I hold my breath as Macy lifts her arms to the sky in a circular pose worthy of a ballet dancer. Her athame is in her right hand and she points it straight at the heart of the aurora borealis dancing above us as she moves her other hand in small, circular motions, over and over again.

At first nothing happens, but slowly—so slowly that it takes me a few seconds to realize what’s going on—the crystal in my hand starts to pulsate against my palm. A quick look shows me that the others’ crystals are doing the same thing, glowing brighter and brighter as they begin to vibrate in their hands.

I look to Macy, but she is so focused on the sky that she doesn’t so much as glance my way. I think that means she can’t see, so I start to lift my hand up, to show her what the crystal is doing, but a small, nearly imperceptible shake of her head has me freezing in place.

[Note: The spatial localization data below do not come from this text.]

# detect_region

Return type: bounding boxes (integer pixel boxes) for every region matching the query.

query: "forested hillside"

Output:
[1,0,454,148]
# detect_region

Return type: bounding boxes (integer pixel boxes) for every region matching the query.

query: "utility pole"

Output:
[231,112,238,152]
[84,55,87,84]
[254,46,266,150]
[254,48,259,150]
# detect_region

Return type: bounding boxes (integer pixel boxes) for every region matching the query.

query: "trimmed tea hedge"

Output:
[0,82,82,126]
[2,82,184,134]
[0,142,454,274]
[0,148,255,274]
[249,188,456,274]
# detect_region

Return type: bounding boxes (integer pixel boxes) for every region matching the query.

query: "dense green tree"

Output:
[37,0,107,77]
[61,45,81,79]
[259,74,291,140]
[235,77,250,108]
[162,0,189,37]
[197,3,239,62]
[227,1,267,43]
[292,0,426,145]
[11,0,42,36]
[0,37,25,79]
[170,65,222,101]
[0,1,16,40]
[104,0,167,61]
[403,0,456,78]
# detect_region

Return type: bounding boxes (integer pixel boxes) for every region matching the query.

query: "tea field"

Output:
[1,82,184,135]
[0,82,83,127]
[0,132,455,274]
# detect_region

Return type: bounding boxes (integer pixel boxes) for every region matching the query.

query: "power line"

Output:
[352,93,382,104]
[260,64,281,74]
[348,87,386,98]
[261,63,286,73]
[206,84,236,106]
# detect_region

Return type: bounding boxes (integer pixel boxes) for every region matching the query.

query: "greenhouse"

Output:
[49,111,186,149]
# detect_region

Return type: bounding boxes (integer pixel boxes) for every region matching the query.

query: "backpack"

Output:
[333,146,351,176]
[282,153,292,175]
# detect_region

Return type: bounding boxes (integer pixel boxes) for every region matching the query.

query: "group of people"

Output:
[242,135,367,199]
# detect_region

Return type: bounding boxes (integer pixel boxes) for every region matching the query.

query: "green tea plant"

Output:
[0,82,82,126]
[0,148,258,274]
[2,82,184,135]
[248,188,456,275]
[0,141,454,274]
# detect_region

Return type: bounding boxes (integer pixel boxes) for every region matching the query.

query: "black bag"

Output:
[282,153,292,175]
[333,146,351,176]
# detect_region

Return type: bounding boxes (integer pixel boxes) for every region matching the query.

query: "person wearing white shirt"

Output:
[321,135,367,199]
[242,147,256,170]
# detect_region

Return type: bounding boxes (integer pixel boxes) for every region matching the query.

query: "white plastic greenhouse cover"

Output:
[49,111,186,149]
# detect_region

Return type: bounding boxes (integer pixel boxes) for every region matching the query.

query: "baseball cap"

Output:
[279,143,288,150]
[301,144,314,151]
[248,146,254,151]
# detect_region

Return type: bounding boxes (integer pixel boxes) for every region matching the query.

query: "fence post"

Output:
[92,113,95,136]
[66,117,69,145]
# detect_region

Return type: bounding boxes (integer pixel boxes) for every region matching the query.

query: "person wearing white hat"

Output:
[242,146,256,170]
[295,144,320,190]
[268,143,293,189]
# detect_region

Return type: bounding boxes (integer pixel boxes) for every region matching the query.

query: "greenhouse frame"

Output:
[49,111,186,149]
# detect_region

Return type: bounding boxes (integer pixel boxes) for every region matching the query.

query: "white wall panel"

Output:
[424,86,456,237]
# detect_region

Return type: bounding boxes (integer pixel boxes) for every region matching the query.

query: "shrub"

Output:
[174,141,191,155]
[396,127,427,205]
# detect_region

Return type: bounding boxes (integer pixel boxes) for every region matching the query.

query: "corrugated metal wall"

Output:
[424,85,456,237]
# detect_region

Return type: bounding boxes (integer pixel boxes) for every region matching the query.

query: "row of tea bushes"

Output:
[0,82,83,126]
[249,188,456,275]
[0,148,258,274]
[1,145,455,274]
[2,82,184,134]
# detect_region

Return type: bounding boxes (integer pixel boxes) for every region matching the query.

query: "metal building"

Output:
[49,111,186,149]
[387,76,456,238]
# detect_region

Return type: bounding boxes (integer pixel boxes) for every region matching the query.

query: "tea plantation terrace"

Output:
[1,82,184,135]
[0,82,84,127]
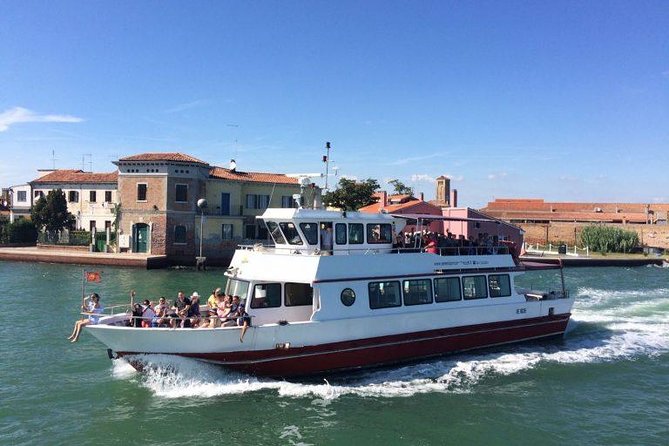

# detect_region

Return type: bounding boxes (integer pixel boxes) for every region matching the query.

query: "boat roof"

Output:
[260,208,397,222]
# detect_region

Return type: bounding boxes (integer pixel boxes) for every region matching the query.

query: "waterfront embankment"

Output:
[0,246,167,269]
[521,254,667,267]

But as the crystals continue to vibrate, to glow brighter and burn hotter, Macy’s circular hand motions get bigger and bigger and bigger, until she seems to be encircling all of us with the gesture, wrapping her magic and her protection around the whole group of us even as she continues to channel energy from the sky.

All of a sudden, Macy gasps at the same time the crystal in my hand starts to burn superhot. I cry out, trying to hold on to it, but the heat gets more and more severe with each second that passes, until I have no choice but to open my fingers. For one second, two, the crystal lays flat against my palm and then it starts to rise, floating higher and higher above our heads until it floats into the athame’s path.

The others’ crystals do the same thing until they line up between the athame and the sky in rainbow order. The second the last crystal slides into place, lightning shoots through the sky and slams straight into the crystals and through them into Macy’s athame.

I cry out at the sudden flash and heat of it, but Macy doesn’t so much as gasp. She just holds the athame steady even as the lightning links up to it and then shoots out, making a giant circle that wraps around us all.

Sand and water rise up around us, a sudden wind whipping them into a tornado until we’re surrounded on all sides by sand and water and wind and lightning—all four of the elements coming together through Macy.

She starts to shake, her entire body lighting up with the strength of the elements whipping through her. Soon her clothes are plastered to her body, her hair stands on end, and her very skin seems to be glowing from within. She reaches out to me then, grabs my hand, and I feel it, all of the energy from the elements—from the natural world around us—flowing from her into me.